Denis MacShane / Mar 2022
Image: Shutterstock
It has been the enduring puzzle of my political life. Since 1966 the UK Labour Party has won elections in just four years – 1974, 1997, 2001, 2004. I stood for Labour in all four years. For the then utterly safe Tory seat of Solihull in 1974 and then as MP for Rotherham where I served as Tony Blair’s Minister for Europe and have spent the years since urging fellow-Brits to take the EU seriously.
At each moment of the political cycle, writers on electoral politics, both academics and journalists, tend to announce a new thesis about how voters have changed and will now forsake old party loyalties for something new.
The latest is the Financial Times’ Sebastian Payne, a fine writer, who charts the decline of the Labour vote in his native North East in a new book “Broken Heartlands: A journey Through Labour’s Lost England”. It is good reporting with vivid interviews but all it tells us what is that voters change over time.
The 12 constituencies of Tyne and Wear, including Newcastle, Sunderland and Jarrow remain Labour. Stockton and Darlington had Tory MPs in the 1980s. London once had Tory MPs in Battersea and Putney but London is now overwhelmingly Labour.
The point is that at any stage in the last 50 years one could draw dramatic pictures of the changing nature of the electorate. But the one constant is that Labour was brilliant at losing not winning.
I try and discuss this phenomenon in a new book Must Labour Always Lose?. The plain fact is that in the last half century Labour has only won in 4 years since 1966.
A major contributory factor was Labour’s inability to have a coherent policy on Europe. Future Labour leaders like James Callaghan, Michael Foot, and Neil Kinnock were anti-European in the early 1970s and in the case of Foot and Kinnock remained anti-European into the 1980s. Jeremy Corbyn in his forty years as a Labour MP has never found a good word to say about Europe.
Robin Cook and Jack Straw rose within the Labour Party be denouncing Europe though they hanged their line in order to get Labour elected.

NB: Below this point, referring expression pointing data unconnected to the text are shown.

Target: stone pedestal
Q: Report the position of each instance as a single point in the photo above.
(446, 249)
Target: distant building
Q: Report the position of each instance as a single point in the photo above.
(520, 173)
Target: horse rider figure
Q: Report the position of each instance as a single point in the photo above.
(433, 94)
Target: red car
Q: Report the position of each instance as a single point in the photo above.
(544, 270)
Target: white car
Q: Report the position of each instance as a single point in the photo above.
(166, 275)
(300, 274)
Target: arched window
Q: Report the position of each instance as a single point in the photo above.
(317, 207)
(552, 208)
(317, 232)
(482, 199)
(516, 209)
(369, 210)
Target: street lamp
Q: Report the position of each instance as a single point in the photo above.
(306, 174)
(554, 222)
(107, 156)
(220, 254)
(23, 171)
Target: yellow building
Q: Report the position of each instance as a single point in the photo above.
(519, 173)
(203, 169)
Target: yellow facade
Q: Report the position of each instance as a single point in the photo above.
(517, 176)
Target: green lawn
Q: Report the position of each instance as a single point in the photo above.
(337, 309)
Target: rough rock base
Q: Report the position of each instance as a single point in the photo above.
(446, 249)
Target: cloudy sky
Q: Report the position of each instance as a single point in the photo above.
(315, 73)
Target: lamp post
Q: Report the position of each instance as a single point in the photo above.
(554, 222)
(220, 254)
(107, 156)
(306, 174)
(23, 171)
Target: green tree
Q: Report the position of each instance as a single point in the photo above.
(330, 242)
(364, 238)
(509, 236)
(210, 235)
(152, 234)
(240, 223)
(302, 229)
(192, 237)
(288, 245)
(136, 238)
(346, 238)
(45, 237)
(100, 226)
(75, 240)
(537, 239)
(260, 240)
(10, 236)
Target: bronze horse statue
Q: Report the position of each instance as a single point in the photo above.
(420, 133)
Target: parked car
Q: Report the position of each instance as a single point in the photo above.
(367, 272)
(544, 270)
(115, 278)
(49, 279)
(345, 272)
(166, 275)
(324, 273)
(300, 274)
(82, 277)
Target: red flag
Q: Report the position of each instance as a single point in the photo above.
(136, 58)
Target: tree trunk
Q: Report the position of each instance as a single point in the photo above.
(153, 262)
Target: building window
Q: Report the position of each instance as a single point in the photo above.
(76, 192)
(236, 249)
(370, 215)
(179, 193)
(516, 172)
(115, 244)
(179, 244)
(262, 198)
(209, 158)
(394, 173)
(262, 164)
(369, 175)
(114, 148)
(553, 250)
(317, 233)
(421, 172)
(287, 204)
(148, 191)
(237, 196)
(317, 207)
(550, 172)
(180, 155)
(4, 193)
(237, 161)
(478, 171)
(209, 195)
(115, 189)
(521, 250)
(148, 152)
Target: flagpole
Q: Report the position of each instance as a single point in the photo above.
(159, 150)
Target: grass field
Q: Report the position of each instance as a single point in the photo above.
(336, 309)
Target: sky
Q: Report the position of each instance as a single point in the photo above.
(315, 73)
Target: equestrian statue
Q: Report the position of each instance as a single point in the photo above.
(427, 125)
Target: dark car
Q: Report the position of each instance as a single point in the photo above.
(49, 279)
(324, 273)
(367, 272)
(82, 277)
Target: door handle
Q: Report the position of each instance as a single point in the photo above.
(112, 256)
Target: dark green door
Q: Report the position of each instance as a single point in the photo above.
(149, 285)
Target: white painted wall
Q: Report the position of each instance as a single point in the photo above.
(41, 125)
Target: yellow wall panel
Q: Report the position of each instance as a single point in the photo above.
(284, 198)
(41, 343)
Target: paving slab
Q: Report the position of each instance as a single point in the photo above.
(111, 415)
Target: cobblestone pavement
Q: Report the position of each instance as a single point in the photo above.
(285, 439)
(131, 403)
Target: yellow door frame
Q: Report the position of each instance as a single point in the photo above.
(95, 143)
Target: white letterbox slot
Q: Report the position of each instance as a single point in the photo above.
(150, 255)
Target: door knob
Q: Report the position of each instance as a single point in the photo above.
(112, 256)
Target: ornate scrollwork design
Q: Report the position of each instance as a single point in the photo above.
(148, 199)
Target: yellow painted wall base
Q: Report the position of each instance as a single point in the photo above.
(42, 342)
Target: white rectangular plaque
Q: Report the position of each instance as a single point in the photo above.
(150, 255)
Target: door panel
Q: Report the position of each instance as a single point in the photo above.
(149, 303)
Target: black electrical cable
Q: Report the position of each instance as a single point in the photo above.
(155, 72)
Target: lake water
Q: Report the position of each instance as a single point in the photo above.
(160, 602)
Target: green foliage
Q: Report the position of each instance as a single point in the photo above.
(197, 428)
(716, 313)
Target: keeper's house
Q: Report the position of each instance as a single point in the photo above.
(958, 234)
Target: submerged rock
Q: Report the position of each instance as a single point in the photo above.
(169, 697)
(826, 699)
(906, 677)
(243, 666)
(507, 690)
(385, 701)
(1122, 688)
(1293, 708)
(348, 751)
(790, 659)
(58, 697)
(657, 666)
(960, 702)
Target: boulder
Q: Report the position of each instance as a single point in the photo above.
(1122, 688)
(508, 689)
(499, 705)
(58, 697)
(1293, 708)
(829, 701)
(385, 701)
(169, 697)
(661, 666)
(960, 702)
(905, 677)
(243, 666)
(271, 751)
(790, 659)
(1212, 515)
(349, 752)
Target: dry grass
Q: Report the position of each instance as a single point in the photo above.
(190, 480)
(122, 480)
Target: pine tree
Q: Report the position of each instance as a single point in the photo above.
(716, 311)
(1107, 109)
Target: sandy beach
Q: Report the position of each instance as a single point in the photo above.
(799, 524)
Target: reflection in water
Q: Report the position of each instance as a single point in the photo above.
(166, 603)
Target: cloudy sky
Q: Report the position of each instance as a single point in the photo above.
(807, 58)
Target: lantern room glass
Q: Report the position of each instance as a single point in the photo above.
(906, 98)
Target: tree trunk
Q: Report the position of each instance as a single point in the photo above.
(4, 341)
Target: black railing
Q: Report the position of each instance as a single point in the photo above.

Today, senior Labour leaders dismiss the EU as something Labour should keep a distance from with remarks that Labour could not consider working again inside the Single Market like Norway or Switzerland for at least 50 years.
The failure to read the politics of the European question correctly has helped keep Labour out of power and may still do so in the years ahead.
Europe is uniting against Vladimir Putin’s brutal invasion of Ukraine, and agreeing to joint policies on arming Ukraine, sanctioning Putin and his regime’s financial supporters, opening up to refugees.
But Britain is isolated from this new European energy with my own party, Labour, trying to avoid any discussion on a future relationship with Europe.
The historical fact of Labour preference for losing elections never seems to be at the heart of Labour’s or the left’s debate and discussion.
We have excellent sociological accounts of voting blocks – the most recent being Deborah Mattinson’s study of the cutely named red wall voters. Before that there were Mondeo men and women, or soccer Mums, or white van drivers.
It made for easy journalism but academics shied away from asking the question why Labour was a loser’s party.
The easy answer was to blame a leader some or many party members didn’t like. Today the two favourite blamees, as it were, are either Tony Blair or Jeremy Corbyn. Whole books and endless political or academic comment pieces in the Guardian or New Statesman or The Times or FT have been devoted to explaining why all would be well were it not for the existence of Blair or Corbyn as party leader.
The leader question is important. Labour clings on to leaders even when it is clear they are losers. I was only a toddler but after his disastrous error in calling an unnecessary election in 1951 why on earth did Labour stick with Clem Attlee into the guaranteed 1955 defeat?
As an MP I sat in misery at a PLP meeting in 2009 as decent serious Labour MPs begged Gordon Brown to understand that he could not win the next election. It wasn’t left vs right. There was no alternative candidate even if for sure some harboured ambitions. Just a sad realisation we were guaranteed to lose under Gordon.
The Tories are far more ruthless. They despatched Margaret Thatcher even after her third historic win in 1987. But three years later she was out as Tory MPs knew she would lose them their seats. Tory MPs will bin Boris Johnson if they think he will cost them seats let alone power.
Labour by contrast stuck with the loveable Michael Foot and even Neil Kinnock after 1987 when it was clear voters would not put them in Downing Street. Labour allowed Jeremy Corbyn to lead the party to two defeats which were written in the stars.
It is not a question of opening old wounds but surely at some stage Labour might sit down and with dispassionate rigour look at some of the ways Labour operates which repels not attracts voters.